For now, he wanted to go home. In the cab that he’d ordered to wait for him, his bag brought back from Mackinac remained. He wanted a shower, a shave, a moment’s respite, and some time alone to sort things.
“As to the victim, a well-known, proper lady is her mother,” Jed Logan had said back at the station.
“Lives at the Chapman family home, north shore, with her husband, a banker.”
“How did they lose sight of the little girl?”
“Fourteen-year-old. You ever try keeping up with a kid that age, Ransom?” asked Behan. “I didn’t think so.”
“The mother and Anne were out for a day in the park when Anne went missing,” added Logan, who took a moment to burp out a gas bubble. “Hell man, read the report.”
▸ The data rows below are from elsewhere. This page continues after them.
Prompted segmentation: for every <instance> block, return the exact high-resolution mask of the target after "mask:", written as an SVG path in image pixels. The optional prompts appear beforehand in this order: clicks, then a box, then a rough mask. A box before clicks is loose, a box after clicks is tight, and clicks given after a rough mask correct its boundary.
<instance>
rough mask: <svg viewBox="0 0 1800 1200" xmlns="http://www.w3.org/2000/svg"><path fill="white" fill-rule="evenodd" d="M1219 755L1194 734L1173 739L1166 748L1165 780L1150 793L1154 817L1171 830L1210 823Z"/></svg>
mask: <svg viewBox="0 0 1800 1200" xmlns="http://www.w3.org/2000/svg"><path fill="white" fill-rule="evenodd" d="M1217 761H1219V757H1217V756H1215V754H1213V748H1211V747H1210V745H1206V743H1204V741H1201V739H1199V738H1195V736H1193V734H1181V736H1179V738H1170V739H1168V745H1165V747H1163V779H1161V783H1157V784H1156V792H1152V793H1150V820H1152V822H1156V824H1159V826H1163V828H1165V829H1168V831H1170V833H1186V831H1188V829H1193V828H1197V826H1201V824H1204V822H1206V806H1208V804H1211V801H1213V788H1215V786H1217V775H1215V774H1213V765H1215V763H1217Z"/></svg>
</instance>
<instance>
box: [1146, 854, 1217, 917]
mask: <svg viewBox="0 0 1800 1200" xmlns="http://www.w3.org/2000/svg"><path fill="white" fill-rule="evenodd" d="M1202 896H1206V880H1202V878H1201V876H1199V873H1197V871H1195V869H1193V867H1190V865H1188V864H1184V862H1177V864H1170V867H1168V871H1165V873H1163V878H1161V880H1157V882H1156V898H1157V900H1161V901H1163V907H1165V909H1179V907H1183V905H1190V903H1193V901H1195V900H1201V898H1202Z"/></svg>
Alastair did not know the details of how the girl had gone missing that day. It had gone to Logan and Behan as a missing-persons case for a week and a half before Dr. Fenger was called to the river at Wabash to identify remains there. Called to the scene by Logan and Behan, who’d been notified by uniformed police, who’d been aware that the detectives had been chasing down the missing grandchild of an important man.
How the first police on scene discerned that what they had was human at all, Alastair could not say. The mutilated body had been in the water for days, ropes clinging to the small bloated package of flesh. The ropes and its discovery clearly indicated that Anne’s remains had been poorly weighted down.